Presumption of Innocence

From the series “Smoothing the Sea”

The wind blew, the rain fell, rivers burst their banks. Tornadoes, in their spiral motion, rolled along familiar tracks from the oceans onto land, devastating the landscape like a pack of bulldozers. The sun scorched the earth, fires consumed forests, snowstorms snapped branches. Billions of tons of thick ice, spat out every year by rivers, swept everything from their path. Volcanoes covered their grassy slopes with ash. Glaciers pressed thousands of kilometres of ground, retreated and then advanced again. The Earth’s core pulsed with quivering entrails, lazily fanning itself with changes in the magnetic field.

That is how it was from the beginning. That is how it is now. And that is how it will be, because such is the nature of nature.

How different a nature journalists have, especially those from the mass media – as master Ryszard Kapuściński so aptly called them. My sailor’s soul, frightened by the tidings from broadcasters, rages like Father Baltic when the wind lashes him a little too long. What crude simplicity in approaching the subject of weather. Feeding on the most basic instincts. Mindless repetition of agency news. Skimming along the surface of truth.

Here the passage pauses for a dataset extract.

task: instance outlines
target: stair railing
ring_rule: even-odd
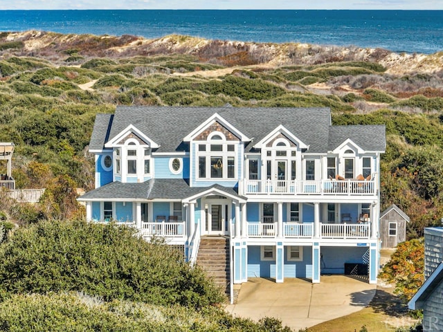
[[[199,252],[199,246],[200,246],[200,220],[197,222],[197,227],[195,228],[192,237],[191,238],[190,250],[190,257],[189,262],[191,266],[194,266],[197,261],[197,255]]]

I turn on the television. The newsreader, eyes as big as spaghetti plates, with a low voice and a grim, serious, anxious expression, torn by inner tragedy, announces from the teleprompter that a gale of unprecedented strength, named “Tadeusz” as a warning, is lurking around the corner of Rozbrat and Fabryczna, ready to pounce on its chosen victims. It particularly likes to attack old ladies and groups of preschoolers on their way to the park to collect chestnuts. It tears their frail bodies apart, crushes and mangles them. With one brutal, well-aimed gust, like a blunt weapon, it strikes and then quietly retreats behind that corner again, wheezing vengefully as it waits for the next beings who know nothing of its presence. What a brute that westerly wind is. What a killer this “Tadeusz” is.

I will not leave the house! Oh no! I know… it is out there waiting for me! Instinctively I defend myself against the threat and my panicked mind offers a saving solution. Greek citizens once solved the problem of a shortage of horses in the state with a single vote, passing a law that from then on donkeys were to be considered horses. Following their example, let us vote through some act banning winds above 30 km/h in areas where television sets are present… Hmm… we will put up little signs and there will be peace.

“A raging hurricane has killed four more victims. Dozens of innocent, orphaned little beings without a roof over their heads are freezing…” It occurs to me that this “Tadeusz” is already a repeat offender.

“Floods have suddenly drowned two people in the Lubusz region. Breakers are attacking the coast… The heat is cooking protein… The ozone hole… The föhn wind is at it again… Lightning has struck a broom… A falling branch…”

Enough! Your Honour, what about the presumption of innocence? If media reports are framed like this, I demand that every time such a crime is announced, the public prosecutor be notified at once. Or perhaps this is already prosecuted ex officio?

To this day, amid the muddy, rainy, fleeting avalanche of ghastly news from broadcasters, reporting on the doings of this so-called weather, I have only once heard a reliable report on hurricane-force winds over Poland. Hurricane-force winds, not a hurricane – because that is a completely different story.

What can we do with the foolishness that builds its palaces on floodplains which, by definition, are destined for inundation – and I am not even speaking of the “brave souls” who put their summer cottages on the other side of the floodbanks, on the river side (sic!). What about the road crews who, as every year, will be “surprised” by winter with salt and sand flung straight into people’s eyes, as if this season never occurred in January in our latitudes.

Sailing is, among other things, relying on secret knowledge read from the clouds. A yachtsman looks up at the sky, wets his finger, holds it up and goes to the pub for a beer, because he knows there is no point going to sea – it is going to blow hard. So let us learn to forecast the weather ourselves. Let us explore how highs, lows and the global circulation of air work. Let us make peace with the fact that in the cloudy script written by our Mother Earth, humans in truth have very little influence. And let us more often use that cunning manoeuvre – “stern to the wind”.

I know very well – and thanks to that I sleep soundly – that violent climate changes will not affect me, nor will they concern my children or my grandchildren. They are measured in tens of thousands of years, not in the broadcasting slots of the evening news.

I suggest that weather reports be given as averages over three consecutive days. That is enough to show how much media panic has been stuffed into the news, and we do not need to quibble that we suddenly ran out of the proverbial dogs biting humans.

I bow my head to editor Andrzej Zalewski, a radio journalist with extraordinary, holistic meteorological competence. He grasps our earthly homeostat realistically, globally, reliably – unlike the television weather bulletins, where trivial rain showers are spiced with fear. Perhaps some herbal tea in the newsrooms, I recommend lemon balm… before anyone rushes on air.

Which weather forecast proves right most often? Tomorrow will be like today. Please check it for yourself when you have a spare moment.